Last-ditch push for two Māori regional councillors for Taranaki

6:30 pm on 15 December 2021

Māori need two seats at Taranaki Regional Council's table to represent the region and protect its environment, local government commissioners have been told.

Mt Taranaki

File image. Photo: RNZ/Sally Round

In a last-ditch effort to boost Māori representation two people have appealed the council's decision to stick with 11 councillors, which meant just one Māori constituency for next year's election.

In September the council rejected an option for 13 councillors, which would have seen two chosen by Māori electoral roll voters.

Council leaders told a hearing by local government commissioners the process had been robust and the decision should stand.

But Emily Bailey (Taranaki, Ngāti Mutunga, Te Ātiawa) said one Māori councillor was not enough.

"Having one spokesperson for all of our eight iwi … is a huge job.

"There's about 46 marae in Taranaki are there's around 62 hapū - that's a huge responsibility on one person."

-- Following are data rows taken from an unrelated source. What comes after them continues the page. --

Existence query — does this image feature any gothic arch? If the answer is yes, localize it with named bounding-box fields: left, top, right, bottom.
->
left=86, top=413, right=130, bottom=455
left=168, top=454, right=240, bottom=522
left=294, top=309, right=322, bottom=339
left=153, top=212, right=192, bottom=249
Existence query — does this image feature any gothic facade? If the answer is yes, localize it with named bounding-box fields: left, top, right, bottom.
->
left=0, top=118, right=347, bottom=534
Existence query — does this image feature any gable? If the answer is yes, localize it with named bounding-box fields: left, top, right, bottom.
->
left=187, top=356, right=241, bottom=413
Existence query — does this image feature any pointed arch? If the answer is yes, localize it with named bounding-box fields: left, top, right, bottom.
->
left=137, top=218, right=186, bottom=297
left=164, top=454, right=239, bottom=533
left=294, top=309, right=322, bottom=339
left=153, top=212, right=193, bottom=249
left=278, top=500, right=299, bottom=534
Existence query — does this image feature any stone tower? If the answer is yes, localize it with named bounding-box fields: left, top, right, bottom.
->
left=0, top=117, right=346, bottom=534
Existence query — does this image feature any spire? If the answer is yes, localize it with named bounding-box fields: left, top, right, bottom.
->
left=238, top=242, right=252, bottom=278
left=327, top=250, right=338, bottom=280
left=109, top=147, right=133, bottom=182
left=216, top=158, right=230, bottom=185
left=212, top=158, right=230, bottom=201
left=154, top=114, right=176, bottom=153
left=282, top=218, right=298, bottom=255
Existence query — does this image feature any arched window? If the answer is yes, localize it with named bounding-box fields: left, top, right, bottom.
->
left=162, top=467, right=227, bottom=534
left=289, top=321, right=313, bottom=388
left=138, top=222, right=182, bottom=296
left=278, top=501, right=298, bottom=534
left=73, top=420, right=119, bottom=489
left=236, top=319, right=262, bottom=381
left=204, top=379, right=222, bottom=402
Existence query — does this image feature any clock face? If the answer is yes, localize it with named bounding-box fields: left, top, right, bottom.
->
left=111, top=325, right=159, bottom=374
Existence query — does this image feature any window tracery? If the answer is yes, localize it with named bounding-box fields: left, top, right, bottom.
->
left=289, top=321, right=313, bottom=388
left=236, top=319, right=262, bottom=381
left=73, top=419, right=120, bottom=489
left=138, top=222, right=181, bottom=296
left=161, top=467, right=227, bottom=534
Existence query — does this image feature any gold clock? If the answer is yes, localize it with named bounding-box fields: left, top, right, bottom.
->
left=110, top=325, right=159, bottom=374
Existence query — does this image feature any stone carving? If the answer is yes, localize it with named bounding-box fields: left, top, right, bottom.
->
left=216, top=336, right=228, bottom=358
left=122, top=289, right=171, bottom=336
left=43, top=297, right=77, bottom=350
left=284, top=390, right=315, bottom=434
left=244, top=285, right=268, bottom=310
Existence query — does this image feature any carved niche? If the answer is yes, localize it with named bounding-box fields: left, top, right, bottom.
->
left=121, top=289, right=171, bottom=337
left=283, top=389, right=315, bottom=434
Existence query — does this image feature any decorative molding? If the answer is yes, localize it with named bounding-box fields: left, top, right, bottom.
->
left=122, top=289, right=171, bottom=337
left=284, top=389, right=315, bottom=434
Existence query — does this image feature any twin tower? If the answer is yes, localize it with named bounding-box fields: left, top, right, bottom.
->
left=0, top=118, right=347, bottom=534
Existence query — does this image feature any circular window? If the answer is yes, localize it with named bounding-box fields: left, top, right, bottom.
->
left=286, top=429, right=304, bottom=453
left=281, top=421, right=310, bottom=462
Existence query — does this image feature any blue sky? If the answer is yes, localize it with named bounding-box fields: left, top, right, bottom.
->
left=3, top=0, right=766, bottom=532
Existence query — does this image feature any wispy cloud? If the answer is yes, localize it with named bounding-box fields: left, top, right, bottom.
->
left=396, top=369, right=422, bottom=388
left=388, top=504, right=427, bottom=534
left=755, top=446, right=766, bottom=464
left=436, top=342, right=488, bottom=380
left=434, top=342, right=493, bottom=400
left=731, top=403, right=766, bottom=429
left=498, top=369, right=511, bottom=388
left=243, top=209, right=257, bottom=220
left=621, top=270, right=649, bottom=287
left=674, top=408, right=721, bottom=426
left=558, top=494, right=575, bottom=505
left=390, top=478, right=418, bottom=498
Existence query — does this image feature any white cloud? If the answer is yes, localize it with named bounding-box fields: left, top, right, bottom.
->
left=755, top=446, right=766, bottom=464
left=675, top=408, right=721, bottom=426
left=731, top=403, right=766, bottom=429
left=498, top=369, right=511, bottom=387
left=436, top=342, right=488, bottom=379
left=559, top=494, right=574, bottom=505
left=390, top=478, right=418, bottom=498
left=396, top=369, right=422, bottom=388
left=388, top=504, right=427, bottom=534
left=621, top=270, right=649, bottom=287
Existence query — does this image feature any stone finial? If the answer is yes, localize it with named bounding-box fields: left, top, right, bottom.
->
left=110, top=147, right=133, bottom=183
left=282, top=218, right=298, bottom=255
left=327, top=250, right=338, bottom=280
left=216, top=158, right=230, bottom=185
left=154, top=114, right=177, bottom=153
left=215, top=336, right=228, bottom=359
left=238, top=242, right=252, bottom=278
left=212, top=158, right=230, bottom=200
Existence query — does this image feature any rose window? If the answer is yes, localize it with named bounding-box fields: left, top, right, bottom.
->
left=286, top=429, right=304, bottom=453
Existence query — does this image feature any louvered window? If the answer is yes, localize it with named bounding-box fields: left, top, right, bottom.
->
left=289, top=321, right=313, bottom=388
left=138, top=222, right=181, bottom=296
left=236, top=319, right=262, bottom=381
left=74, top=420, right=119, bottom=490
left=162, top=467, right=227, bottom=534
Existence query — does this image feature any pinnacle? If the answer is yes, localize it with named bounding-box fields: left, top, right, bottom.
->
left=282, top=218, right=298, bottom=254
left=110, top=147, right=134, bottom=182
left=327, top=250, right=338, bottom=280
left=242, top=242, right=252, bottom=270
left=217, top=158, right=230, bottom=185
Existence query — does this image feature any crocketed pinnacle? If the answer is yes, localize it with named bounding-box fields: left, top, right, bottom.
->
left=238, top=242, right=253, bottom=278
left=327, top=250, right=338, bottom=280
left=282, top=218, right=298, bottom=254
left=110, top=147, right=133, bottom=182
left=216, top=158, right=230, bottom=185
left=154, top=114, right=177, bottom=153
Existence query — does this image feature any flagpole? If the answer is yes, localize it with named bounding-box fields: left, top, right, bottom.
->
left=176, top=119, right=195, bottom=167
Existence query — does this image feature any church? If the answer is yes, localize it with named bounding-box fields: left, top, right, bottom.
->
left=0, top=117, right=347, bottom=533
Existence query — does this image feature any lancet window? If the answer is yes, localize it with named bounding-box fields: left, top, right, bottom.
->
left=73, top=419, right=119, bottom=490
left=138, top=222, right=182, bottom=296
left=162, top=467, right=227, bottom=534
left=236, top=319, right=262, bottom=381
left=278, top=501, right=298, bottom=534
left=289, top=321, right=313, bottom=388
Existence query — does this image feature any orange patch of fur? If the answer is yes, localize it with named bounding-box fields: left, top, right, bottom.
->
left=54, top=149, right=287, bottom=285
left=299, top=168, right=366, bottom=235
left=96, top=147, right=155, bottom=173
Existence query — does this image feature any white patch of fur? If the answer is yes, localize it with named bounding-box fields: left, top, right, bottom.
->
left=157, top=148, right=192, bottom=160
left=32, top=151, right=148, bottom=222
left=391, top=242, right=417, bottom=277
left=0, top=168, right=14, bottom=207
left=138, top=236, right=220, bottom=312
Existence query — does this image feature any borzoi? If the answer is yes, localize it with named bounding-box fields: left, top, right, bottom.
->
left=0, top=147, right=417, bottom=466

She said Māori had statutory standing as partners of the Crown and original kaitiaki (custodians) of the region.

"We have a special circumstance for our community to be allowed an extra seat.

"To achieve effective representation of our community we need another seat and I don't think it would have a great impact on the rest of the councillors and the greater community."

Bailey said the council had shown a racial divide for generations.

"A council dominated by old, white men needs to see its racial bias and the power and privilege they have to maintain that status quo."

She also argued for a third southern constituency to be restored, as it had been replaced by the single Māori seat in the 11-councillor model.

Bailey is one of six iwi-appointed TRC committee members - three each with voting rights on the Consents and Regulatory, and Policy and Strategy committees.

"We can come to one meeting every six weeks.

"Because you'e only on one committee you only get a snapshot … and we're always outnumbered, so it's kinda tokenism."

She said Māori councillors would have a much broader oversight of the council's work.

"People all around the mounga are dissatisfied and frustrated with Taranaki Regional Council and they want to be involved."

Paora Laurence (Ngāti Mutunga, Ngāti Tama) told the commissioners the council needed a Māori representative from the north and the south of the region.

"I believe two seats are needed to enable participation, partnership, and protection of air land and water."

Laurence said a Māori perspective was needed to restore the mauri (vital life force) of polluted waterways.

"They have no idea what the taiao (environment) means to us as tangata whenua and need more informed perspectives to balance their ongoing desecration."

TRC chair David MacLeod was one of four councillors who favoured two Māori seats and voted against the 11-seat option.

But he told the hearing the 13-seat proposal had been rejected after meetings and workshops.

"That was robustly debated amongst the councillors subsequent to the hearing process ... and I think I could say that that robust debate presents the case that serious consideration was given to the many options."

MacLeod said the law covering council representation was imperfect, including that it did not guarantee iwi representatives would be elected in their own area.

"There was considerable discussion and debate around one versus two Māori representatives and also where to draw a line across Taranaki [to create two constituencies]."

The council's chief executive Steve Ruru told commissioners three iwi authorities and the Taranaki Māori Trust Board had made submissions during the process, as well as individual Māori.

Along with committee workshops, it made for a thorough process, he said.

"We do have on our committees some very capable, very well-informed iwi representatives that understand this process quite well and have participated in it in the past, and that showed up during that workshops where some very informed commentary was provided and useful contributions made to the discussion."

Local government commissioners Janie Annear and Sue Piper will consider their decision before ruling early in the New Year.